Code! Flink contributor Quick Guide

Time:2020-11-12

This article is organized from the Apache Flink PMC Wu Jie (Yunxie) live sharing, aiming to provide some experience and process of participation and contribution for students who have a certain foundation of big data and are interested in the development of Flink community.

Why participate in the open source community

As an Apache Flink PMC, Yunxie summarized three main reasons for participating in the development of open source community according to his own experience.

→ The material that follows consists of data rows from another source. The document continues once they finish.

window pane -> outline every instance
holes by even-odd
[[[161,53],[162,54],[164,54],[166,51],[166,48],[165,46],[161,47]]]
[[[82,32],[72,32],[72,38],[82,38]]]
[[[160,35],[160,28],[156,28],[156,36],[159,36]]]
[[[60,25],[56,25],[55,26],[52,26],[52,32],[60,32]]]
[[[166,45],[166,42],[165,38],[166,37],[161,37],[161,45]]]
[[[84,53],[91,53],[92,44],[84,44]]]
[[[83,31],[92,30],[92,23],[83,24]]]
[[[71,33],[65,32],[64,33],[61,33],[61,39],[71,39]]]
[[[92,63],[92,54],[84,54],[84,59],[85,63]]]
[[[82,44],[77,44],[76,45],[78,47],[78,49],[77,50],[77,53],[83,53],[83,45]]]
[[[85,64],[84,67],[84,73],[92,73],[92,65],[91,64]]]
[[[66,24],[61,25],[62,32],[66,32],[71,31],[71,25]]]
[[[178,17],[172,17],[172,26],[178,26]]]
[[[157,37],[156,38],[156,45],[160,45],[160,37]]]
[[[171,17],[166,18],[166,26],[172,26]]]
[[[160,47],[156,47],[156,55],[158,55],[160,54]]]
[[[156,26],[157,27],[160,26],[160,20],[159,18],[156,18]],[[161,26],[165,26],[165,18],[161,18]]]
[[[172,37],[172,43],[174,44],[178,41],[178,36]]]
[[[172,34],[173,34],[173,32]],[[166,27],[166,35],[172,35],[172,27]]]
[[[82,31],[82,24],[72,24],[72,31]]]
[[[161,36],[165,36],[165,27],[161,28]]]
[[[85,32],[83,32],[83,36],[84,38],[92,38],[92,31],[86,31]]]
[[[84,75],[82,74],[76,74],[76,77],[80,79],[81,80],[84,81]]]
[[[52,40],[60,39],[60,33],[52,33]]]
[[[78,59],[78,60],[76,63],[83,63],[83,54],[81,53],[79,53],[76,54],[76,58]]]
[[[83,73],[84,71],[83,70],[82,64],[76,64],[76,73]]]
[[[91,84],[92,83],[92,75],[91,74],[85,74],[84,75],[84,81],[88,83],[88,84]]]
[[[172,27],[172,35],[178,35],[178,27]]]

Code! Flink contributor Quick Guide

1. Open source spirit

“Freedom” can be said to be the core of the open source spirit. Freedom means unrestrained communication, sharing and the collision of ideas in the world. “Take me personally, I happened to experience the stage of Hadoop and spark fire in my college stage. At that time, I especially looked forward to open source, especially worshipped the God who can read the source code well, and especially hoped that I could write a lot of open source code one day, so that the code I wrote could be used by tens of thousands of users. So for me, participating in open source is like a hobby, willing to pay time and effort for it. I was also lucky to be in touch with the open source community after graduation. “

2. Technological growth

Participating in open source is a good way to improve the quality of personal code. The open source community is very demanding on code and design, unlike some internal projects that are relatively casual. For design, the Flink community has a dedicated flip mechanism, and any significant contribution will be discussed openly and carefully. For the code, Flink CTO personally wrote a 26 page code style guide [1]. In addition, after submitting PR, Flink CTO also received the review suggestions from the committers. Therefore, continuous contribution of code in the open source community has greatly improved personal system thinking ability and code ability.

3. Career planning

If you are preparing to change jobs or promote within the company, besides the existing title, the experience of participating in the open source community is definitely a bonus item, because the open source products are labeled with Internet Celebrities, and participating in them will help you improve your influence and get to know the big bulls in the same industry. Open source contribution not only can directly reflect your code ability, but also can prove your enthusiasm, perseverance and soft skills in communication and cooperation (because it requires you to continuously complete high-quality contributions, work with other members of the community, and maintain an open and friendly attitude when you intend to disagree, etc.).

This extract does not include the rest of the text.